I've decided to start offering the occasional "Mac Tip" here on my blog, since specific, optimized ways of using my mac in my life are something I really value. First up, Genius Playlists To Go!
A "Genius" playlist is a feature added in the recently released iTunes 8. You select a song, and hit a "Genius" button and a playlist is generated based on meta-data Apple has gathered. It's analogous to Pandora or Last.Fm, except that the songs it chooses are only those in your own library. Apple has not released exactly how the related songs are chosen, but I imagine it's a combination of basic genre/style info about songs, your own listening habits/ratings, and other users aggregate info (Apple gathers this info centrally and anonymously).

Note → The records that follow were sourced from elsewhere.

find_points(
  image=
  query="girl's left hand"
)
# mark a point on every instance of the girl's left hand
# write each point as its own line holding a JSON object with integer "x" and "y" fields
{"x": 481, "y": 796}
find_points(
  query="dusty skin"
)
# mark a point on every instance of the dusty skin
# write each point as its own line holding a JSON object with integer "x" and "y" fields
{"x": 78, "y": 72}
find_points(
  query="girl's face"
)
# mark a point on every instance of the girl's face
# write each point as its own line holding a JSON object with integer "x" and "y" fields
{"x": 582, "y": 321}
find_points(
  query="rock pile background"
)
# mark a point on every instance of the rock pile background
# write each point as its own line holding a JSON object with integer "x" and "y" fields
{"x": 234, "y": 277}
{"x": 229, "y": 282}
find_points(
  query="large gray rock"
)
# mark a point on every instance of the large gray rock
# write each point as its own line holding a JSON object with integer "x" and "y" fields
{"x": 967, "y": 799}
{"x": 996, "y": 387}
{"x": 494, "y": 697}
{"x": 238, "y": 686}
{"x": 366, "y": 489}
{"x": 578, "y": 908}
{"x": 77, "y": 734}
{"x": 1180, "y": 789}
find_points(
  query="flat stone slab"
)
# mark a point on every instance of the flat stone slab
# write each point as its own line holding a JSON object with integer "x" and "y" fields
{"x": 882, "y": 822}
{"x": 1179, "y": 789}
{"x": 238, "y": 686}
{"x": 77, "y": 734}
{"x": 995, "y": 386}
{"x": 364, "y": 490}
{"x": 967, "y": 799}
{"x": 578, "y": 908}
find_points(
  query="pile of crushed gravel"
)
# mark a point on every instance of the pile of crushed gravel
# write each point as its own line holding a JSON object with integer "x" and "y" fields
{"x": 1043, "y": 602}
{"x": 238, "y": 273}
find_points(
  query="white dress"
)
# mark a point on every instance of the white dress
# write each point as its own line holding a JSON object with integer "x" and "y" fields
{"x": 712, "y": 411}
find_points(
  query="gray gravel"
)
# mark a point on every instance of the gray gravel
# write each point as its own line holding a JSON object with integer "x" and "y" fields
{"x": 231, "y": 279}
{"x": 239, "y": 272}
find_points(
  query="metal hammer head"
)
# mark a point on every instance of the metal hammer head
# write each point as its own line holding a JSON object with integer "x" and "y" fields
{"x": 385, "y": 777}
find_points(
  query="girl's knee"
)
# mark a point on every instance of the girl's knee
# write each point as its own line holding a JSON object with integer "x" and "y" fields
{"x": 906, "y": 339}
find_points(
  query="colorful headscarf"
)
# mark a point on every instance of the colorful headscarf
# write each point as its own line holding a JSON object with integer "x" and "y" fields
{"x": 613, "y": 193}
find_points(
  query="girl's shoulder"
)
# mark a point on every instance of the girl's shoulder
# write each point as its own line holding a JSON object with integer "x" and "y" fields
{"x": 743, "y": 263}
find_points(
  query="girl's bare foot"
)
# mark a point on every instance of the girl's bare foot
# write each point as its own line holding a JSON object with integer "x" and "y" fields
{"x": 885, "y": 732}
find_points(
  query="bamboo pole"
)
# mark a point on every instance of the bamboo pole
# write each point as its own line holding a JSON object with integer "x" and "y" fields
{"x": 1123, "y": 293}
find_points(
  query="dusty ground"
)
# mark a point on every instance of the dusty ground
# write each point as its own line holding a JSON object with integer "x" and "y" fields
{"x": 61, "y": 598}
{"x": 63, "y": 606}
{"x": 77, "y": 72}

(Yes, there's also a feature where Apple will present a sidebar of related songs you could BUY in their Store, but that's not very interesting to me.)
In any case, the Genius feature exists both in iTunes and on iPods (iPhones, iPods Touches, Nanos, and the new Classics). Genius obviously works when there are more available songs. I listen mostly on my iPhone, which holds only ~600 songs instead of the 22,000 in my full library.
So, here's how I use it.
1. Make a Genius playlist in iTunes.
2. Hit Save. The Playlist will be added to the Sources list along the left (see screenshot), named as per the song you used to seed it.
3. In the "synch" panel for the iPhone (or iPod), add this new playlist to what gets synched.
Repeat with a few, and you acquire a nice little set of targeted flights through your full library. I've been including a "Shuffle" playlist for a while in my iPhone to get a window into the full library, but this is a different thing.
As
joannou says,
Shuffle is shuffle. Genius is genius.